Responsibilities
- Design, develop, and operate scalable and maintainable data pipelines in the Azure Databricks environment
- Develop all technical artefacts as code, implemented in professional IDEs, with full version control and CI/CD automation
- Enable data-driven decision-making in Manufacturing & Engineering (M&E) and Quality by ensuring high data availability, quality, and reliability
- Implement data products and analytical assets using software engineering principles in close alignment with business domains and functional IT
- Apply rigorous software engineering practices such as modular design, test-driven development, and artifact reuse in all implementations
- Provide cross-functional data engineering support across Manufacturing & Engineering domains with a global delivery footprint
- Collaborate with business stakeholders, functional IT partners, product owners, architects, ML/AI engineers, and Power BI developers
- Operate within an agile, product-team structure embedded in an enterprise-scale Azure environment
Requirements
- Design scalable batch and streaming pipelines in Azure Databricks using PySpark and/or Scala
- Implement ingestion from structured and semi-structured sources (e.g., SAP, APIs, flat files)
- Build bronze/silver/gold data layers following the defined lakehouse layering architecture & governance
- Implement use-case driven dimensional models (star/snowflake schema) tailored to Manufacturing & Engineering (M&E) and Quality needs
- Ensure compatibility with reporting tools (e.g., Power BI) via curated data marts and semantic models
- Implement enterprise-level data warehouse models (domain-driven 3NF models) for Manufacturing & Engineering (M&E) and Quality data, closely aligned with data engineers for other business domains
- Develop and apply master data management strategies (e.g., Slowly Changing Dimensions)

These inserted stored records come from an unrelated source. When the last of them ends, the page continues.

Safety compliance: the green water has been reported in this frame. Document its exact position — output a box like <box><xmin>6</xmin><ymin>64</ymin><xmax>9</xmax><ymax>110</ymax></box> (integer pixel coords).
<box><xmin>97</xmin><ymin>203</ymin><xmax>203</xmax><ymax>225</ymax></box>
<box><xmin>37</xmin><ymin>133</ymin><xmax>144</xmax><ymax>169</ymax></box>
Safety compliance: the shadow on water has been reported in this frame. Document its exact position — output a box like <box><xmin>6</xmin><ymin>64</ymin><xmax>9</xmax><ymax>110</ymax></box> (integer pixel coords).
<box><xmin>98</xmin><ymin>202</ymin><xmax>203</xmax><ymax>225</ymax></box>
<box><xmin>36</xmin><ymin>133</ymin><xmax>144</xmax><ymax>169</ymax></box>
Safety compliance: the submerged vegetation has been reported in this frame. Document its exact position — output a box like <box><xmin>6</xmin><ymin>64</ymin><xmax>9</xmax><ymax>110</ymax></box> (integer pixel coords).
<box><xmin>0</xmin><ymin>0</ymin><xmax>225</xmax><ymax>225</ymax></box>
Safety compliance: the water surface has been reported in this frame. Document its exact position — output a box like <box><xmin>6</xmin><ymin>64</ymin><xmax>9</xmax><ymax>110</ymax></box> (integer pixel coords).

- Develop automated data validation tests using frameworks
- Monitor pipeline health, identify anomalies, and implement quality thresholds
- Establish data quality transparency by defining and implementing meaningful data quality rules with source system and business stakeholders and implementing related reports
- Develop and structure pipelines using modular, reusable code in a professional IDE
- Apply test-driven development (TDD) principles with automated unit, integration, and validation tests
- Integrate tests into CI/CD pipelines to enable fail-fast deployment strategies
- Commit all artifacts to version control with peer review and CI/CD integration
- Work closely with Product Owners to refine user stories and define acceptance criteria
- Translate business requirements into data contracts and technical specifications
- Participate in agile events such as sprint planning, reviews, and retrospectives
- Document pipeline logic, data contracts, and technical decisions in markdown or auto-generated docs from code
- Align designs with governance and metadata standards (e.g., Unity Catalog)
- Track lineage and audit trails through integrated tooling
- Profile and tune data transformation performance
- Reduce job execution times and optimize cluster resource usage
- Refactor legacy pipelines or inefficient transformations to improve scalability
Work Arrangement
Remote (Worldwide)